Именно на эту вершину в понатыканных повсюду сухостойных, вымерзших деревцах и поднялись Сергей и Оленька сорной ухабистой улочкой; под шепелявую музыку патефонов. И сразу крепко прохватило ветром и словно облило свежей синевой неба, которое казалось здесь близким и незамутненным. И сразу распахнулись лесисто-полевые, душу захватывающие российские дали…
Из этих далей, собрав буйную дань полых вод, в материнской силе и дородстве, выходила машисто, вперекор низовому ветру с Каспия и всем накиданным на пути песчаным островам широкая, на километры расплеснутая, вспененная волнами, мутная и все же прекрасная в своей вешней красе великая русская река. Однако столь грозно, неудержимо было это весеннее половодье, что Волга, как бы из-за боязни не совладать с ним, рождала дочь-спасительницу — Ахтубу и мчалась у города уже раздвоенная, хотя и сродненная с ней, как кровеносными сосудами единой плоти, неисчислимыми протоками-ериками.
— Смотри же, смотри, Сергей, что за роскошный вид! — воскликнула Оленька. — Сейчас каждый ерик точно на ладошке, а проклюнется первый лист — все зеленым дымком затянет. И тогда, знаешь, так и захочется птицей полететь в займище, на приволье!
Оленьку не покидало чувство праздничной восторженности и желание, чтобы и другие жили тем же чувством; поэтому она сразу заметила, что глаза у Сергея печальные.
— А ведь ты смотришь так, будто прощаешься! — вырвалось у нее простодушно, но с тем невольным прозрением, которое сразу же пробудило прежнюю тревогу в душе и самого Сергея заставило вздрогнуть.
— Что?.. Прощаюсь?.. — переспросил он. — Ты просто выдумщица.
— Так почему же у тебя грустные глаза?
— Почему?
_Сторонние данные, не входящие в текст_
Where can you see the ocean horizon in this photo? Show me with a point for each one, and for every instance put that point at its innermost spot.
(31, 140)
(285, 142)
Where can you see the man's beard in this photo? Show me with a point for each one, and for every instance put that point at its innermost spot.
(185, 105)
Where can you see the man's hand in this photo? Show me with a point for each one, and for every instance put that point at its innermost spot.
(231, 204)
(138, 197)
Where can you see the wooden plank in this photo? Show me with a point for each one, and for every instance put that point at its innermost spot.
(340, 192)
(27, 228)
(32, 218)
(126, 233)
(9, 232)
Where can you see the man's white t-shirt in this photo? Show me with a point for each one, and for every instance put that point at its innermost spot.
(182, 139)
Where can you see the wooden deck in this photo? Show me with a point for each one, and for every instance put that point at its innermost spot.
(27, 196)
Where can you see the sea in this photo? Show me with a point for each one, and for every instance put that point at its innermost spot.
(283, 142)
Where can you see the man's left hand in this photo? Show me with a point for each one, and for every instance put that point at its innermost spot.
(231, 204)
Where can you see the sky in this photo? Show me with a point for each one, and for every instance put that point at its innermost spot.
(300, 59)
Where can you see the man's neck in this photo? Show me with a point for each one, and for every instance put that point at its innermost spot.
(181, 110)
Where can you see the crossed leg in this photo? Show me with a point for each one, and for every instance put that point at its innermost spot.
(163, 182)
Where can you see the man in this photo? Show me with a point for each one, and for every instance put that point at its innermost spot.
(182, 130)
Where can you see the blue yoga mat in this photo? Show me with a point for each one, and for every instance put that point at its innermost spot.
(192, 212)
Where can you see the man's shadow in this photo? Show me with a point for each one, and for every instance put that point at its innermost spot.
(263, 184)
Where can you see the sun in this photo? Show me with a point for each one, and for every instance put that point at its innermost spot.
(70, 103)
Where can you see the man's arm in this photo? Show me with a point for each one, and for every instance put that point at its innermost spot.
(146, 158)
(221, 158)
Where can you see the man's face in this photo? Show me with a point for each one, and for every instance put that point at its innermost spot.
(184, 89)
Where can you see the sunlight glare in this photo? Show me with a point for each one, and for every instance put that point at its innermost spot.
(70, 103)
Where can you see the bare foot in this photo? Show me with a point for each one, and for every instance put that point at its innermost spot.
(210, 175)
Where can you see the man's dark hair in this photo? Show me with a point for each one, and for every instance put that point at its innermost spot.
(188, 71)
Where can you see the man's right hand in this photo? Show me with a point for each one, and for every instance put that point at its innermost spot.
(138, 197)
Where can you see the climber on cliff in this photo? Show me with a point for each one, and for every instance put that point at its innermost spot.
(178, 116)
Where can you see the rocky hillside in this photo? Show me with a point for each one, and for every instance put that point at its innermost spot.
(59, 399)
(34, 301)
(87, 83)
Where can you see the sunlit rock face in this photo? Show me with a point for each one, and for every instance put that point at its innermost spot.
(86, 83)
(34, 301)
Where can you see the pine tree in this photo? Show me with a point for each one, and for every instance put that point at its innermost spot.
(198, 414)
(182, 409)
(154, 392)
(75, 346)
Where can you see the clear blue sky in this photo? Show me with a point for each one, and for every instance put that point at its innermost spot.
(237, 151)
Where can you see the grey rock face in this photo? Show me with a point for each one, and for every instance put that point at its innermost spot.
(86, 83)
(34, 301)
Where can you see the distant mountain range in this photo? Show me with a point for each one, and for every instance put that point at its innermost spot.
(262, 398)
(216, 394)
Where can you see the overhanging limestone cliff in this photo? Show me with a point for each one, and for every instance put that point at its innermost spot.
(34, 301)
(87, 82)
Да просто жаль мне, что никогда прежде отсюда не любовался Волгой и Сталинградом.
— Ах, да ведь и я никогда не любовалась!..
Отсюда, с Мамаева кургана, Оленька видела смутно белеющий поселок Рынок, от которого Сталинград начинал свои первые робкие шаги; видела, как затем, словно бы напружившись стальными мускулами заводов, он сразу далеко выбрасывал каменное тело, обрастал на пути пригородными селениями — Купоросным, Бекетовкой, Сарептой — и так вплоть до гористых Ергеней.
— Нет, ты даже, Сергей, не представляешь, как я тебе благодарна за то, что все-таки не поехала в займище, а стою здесь, на кургане, и вижу, как птица из поднебесья, весь Сталинград. Ну решительно весь, до единого домика, до каждой заводской трубы! — говорила Оленька. — И вот что удивительно! У нас в школе были уроки краеведения, но все мы, особенно девчонки, до смерти скучали на них. Нам просто было непонятно: зачем еще запоминать какого-то воеводу Засекина, по прозвищу Зубок, когда мы и так по горло сыты историей?.. А вот теперь, знаешь, смотрю я отсюда на Волгу, вон на тот огромнейший Сарпинский остров, и мне будто видятся в волнах легкие струги с медными пушками на бортах, со стрельцами на корме; а посреди них стоит сам воевода Засекин в малиновом княжеском кафтане да с ним еще другие воеводы: Олферьев и Нащокин — это уж я точно, точно помню! И плывут они, согласно государеву указу, на край земли русской, пока вдруг не видят остров напротив речушки Царицы. И тогда молвит Засекин: «Здесь, добры молодцы, крепость рубите, чтоб ногайцы и прочие супротивники Московии лихо ей не чинили».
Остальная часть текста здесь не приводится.